覃府内,府门未闭,里里外外井然有序站了两列禁军,从事发的正堂口排出大门外,犹如夹道迎客。张灵诲就是在这两列长蛇阵势中,沿间道一路畅通地走到覃隐面前。
他脸色阴晦,坐下相谈不到多久就拔了剑。直指咽喉,剑尖仅余两寸。
珗薛到的时候戏已经演到了翟秋子赶到,挡在覃隐身前。
张灵诲持剑,冷冰冰地跟翟秋子说“让开”。
翟秋子说“不让”,可想而知。他要动手就得杀两个人。
长剑落地,张灵诲终究没选择踏尸而过,只能放过他。
珗薛问晏谙:“前情是如何?”
晏谙回答:“张灵诲由翟秋子昏倒在客栈那日装药材的桑皮纸,查出落胎药的来源,就来质问。他本可以靠这孩子摆平一堆破事,现在覃隐让这一切泡了汤。
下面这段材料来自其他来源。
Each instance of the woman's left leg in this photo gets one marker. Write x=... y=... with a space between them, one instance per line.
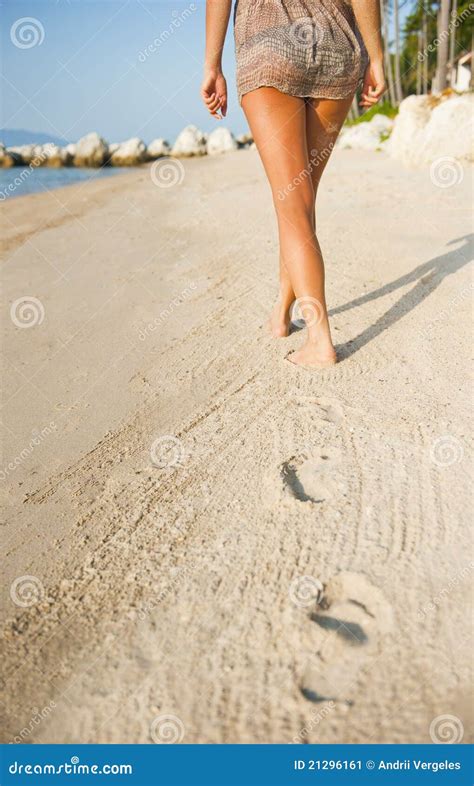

”
那确实该过来冲动杀人。
覃隐至始至终站在那里没动过,被翟秋子护在身后,好像置身事外。
张灵诲走了之后,翟秋子反过身一把抱住他,痛苦道:“我只有你了。”
覃隐由无动于衷到神情不自在地古怪,“……放开。”
沉浸在悲伤中的翟秋子以为自己听错了。
直到覃隐用蛮力使他俩分开,她委顿在地,盯着地面,双目空洞,呆若木鸡。
覃隐只着中衣,向后倒,坐到太师椅上,一只脚踩在椅子边沿,也不管她。
晏谙说:“啧啧啧……这差点就是你的下场。”
珗薛没有回答,看得专心。也可能没有听到他的讽刺。
晏谙坐在马车车厢顶,跳下来翻身上马,问她:“你看什么这么专注?”
“我想看她什么时候站起来。”珗薛回答。
她让她失望了,在老曹来扶她送她回去休息之前她都没有靠自己的力量起来。
“戏看完了,走吧。”珗薛淡淡说了一句,钻进马车。突然掀开帘子对晏谙道:“尹大人要观后感吗?”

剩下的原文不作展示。